During the contacting of the composition with the subterranean material, the downhole concentration of Br ions can be any suitable concentration of Br− ions, such as about 0.1 ppmw to about 12,000 ppmw, or about 5 ppmw to about 450 ppmw, or about 10 ppmw to about 350 ppmw. In various embodiments, the downhole concentration of Br ions can be any suitable concentration of Br− ions, such as at least about 0.1, 0.5, 1, 10, 20, 50, 100, 200, 500, 1,000, 2,500, 5,000, 10,000, 15,000, 20,000, or 25,000 ppmw.
During the contacting of the composition with the subterranean material, the downhole pressure can be any suitable pressure. In some embodiments, during the contacting of the composition with the subterranean material downhole, the conditions can include a pressure of about 100 psi to about 250,000 psi, about 5,000 psi to about 200,000 psi, or about 10,000 psi to about 100,000 psi.
In various embodiments, during the contacting of the composition with the subterranean material downhole, the conditions can include a pressure of at least about 10 psi, 50 psi, 100 psi, 250 psi, 500 psi, 750 psi, 1,000 psi, 5,000 psi, 7,500 psi, 10,000 psi, 12,500 psi, 15,000 psi, 17,500 psi, 20,000 psi, 22,500 psi, 25,000 psi, 27,500 psi, 30,000 psi, 32,500 psi, 35,000 psi, 37,500 psi, 40,000 psi, 42,500 psi, 45,000 psi, 47,500 psi, 50,000 psi, 60,000 psi, 75,000 psi, 100,000 psi, 125,000 psi, 150,000 psi, 175,000 psi, or 200,000 psi.
In various embodiments, during the contacting of the composition with the subterranean material downhole, the conditions can include a pressure of up to about 200,000 psi, 175,000 psi, 150,000 psi, 125,000 psi, 100,000 psi, 75,000 psi, 60,000 psi, 50,000 psi, 47,500 psi, 45,000 psi, 42,500 psi, 40,000 psi, 37,500 psi, 35,000 psi, 32,500 psi, 30,000 psi, 27,500 psi, 25,000 psi, 22,500 psi, 20,000 psi, 17,500 psi, 15,000 psi, 12,500 psi, 10,000 psi, 7,500 psi, 5,000 psi, 1,000 psi, 750 psi, 500 psi, 250 psi, 100 psi, 50 psi, or 10 psi.

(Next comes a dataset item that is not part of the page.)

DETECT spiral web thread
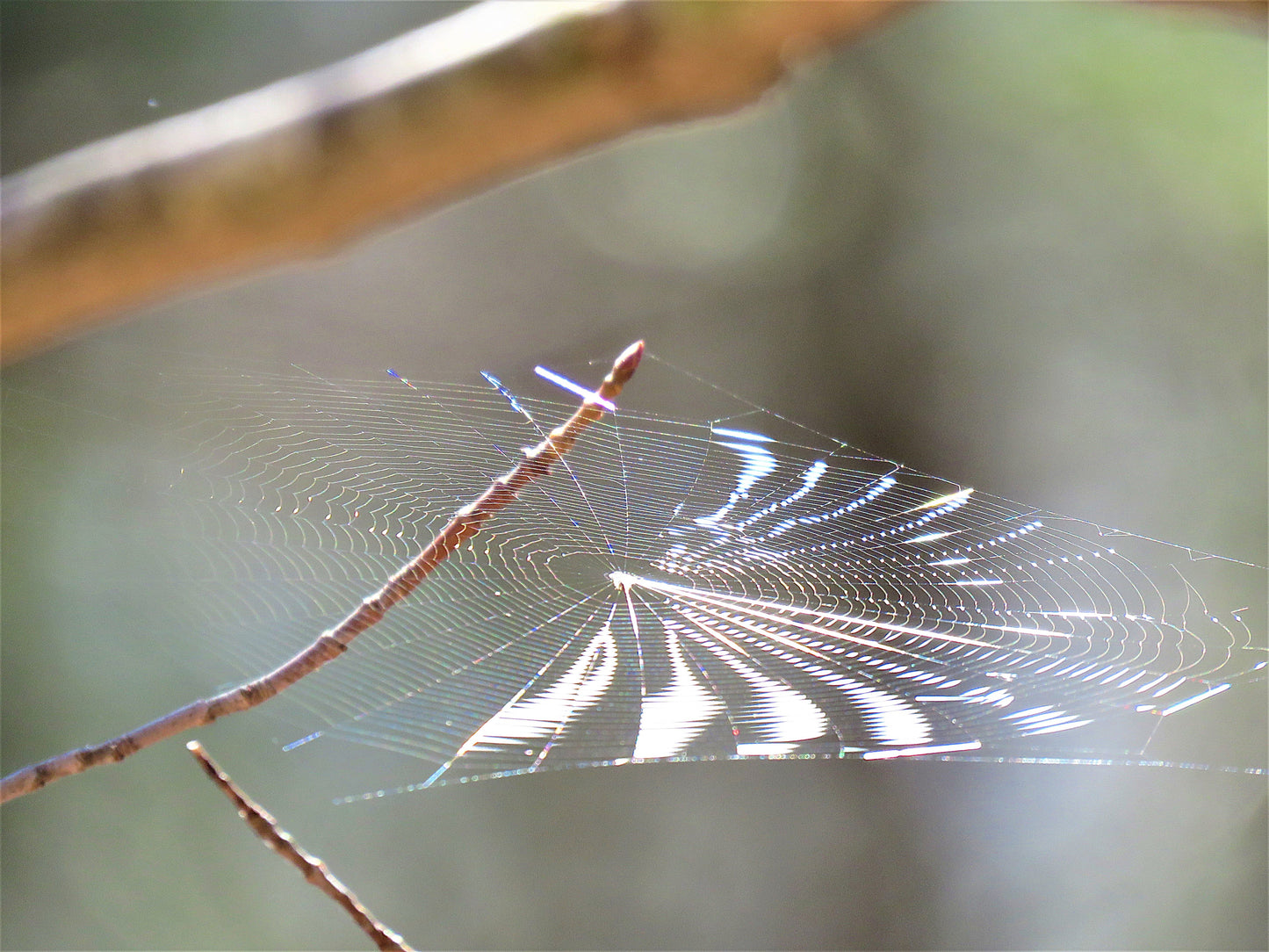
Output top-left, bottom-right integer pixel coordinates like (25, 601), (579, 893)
(4, 352), (1266, 798)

During the contacting of the composition with the subterranean material, the downhole pH can be any suitable pH. In some embodiments, during the contacting of the composition with the subterranean material downhole, the conditions can include a pH of about 0 to about 14, about 1 to about 13, or about 2 to about 12. In some embodiments, during the contacting of the composition with the subterranean material downhole, the conditions can include a pH of at least about 0.5, 1, 2, 3, 4, 5, 6, 7, 8, 9, 10, 11, 12, 13, or 13.5. In some embodiments, during the contacting of the composition with the subterranean material downhole, the conditions can include a pH of less than about 14, 13, 12, 11, 10, 9, 8, 7, 6, 5, 4, 3, 2, or 1.

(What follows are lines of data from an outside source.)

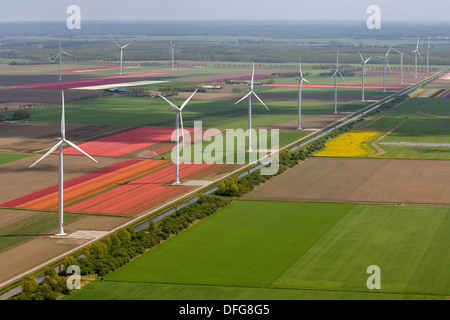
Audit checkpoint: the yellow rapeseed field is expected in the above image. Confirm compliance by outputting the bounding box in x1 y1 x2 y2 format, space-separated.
315 130 379 157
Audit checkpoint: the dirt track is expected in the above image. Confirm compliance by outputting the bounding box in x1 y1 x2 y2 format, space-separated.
245 158 450 205
0 210 128 283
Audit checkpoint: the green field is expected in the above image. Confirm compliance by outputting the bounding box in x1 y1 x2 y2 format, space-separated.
0 152 33 165
68 201 450 299
160 130 311 163
0 211 80 252
367 98 450 159
27 97 370 129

The viscosity of the composition prior to the contacting of the composition with the subterranean formation can be any suitable viscosity. In some embodiments, the composition prior to contacting with the subterranean material (e.g. before placing downhole, or before the composition reaches the subterranean material downhole) can be free-flowing, while in other embodiments the composition can be a thick liquid. In various embodiments, the viscosity of the composition prior to contacting with the subterranean material can be about 0.01 cP-50,000 cP, 0.1 cP-10,000 cP, or about 0.2 cP-1,000 cP, measured at standard temperature and pressure. In various embodiments, the viscosity of the composition prior to contacting with the subterranean material can be at least about 0.01 cP, 0.1 cP, 1 cP, 5 cP, 10 cP, 15 cP, 20 cP, 50 cP, 100 cP, 200 cP, 500 cP, 1000 cP, 5000 cP, 10,000 cP, or 50,000 cP, measured at standard temperature and pressure.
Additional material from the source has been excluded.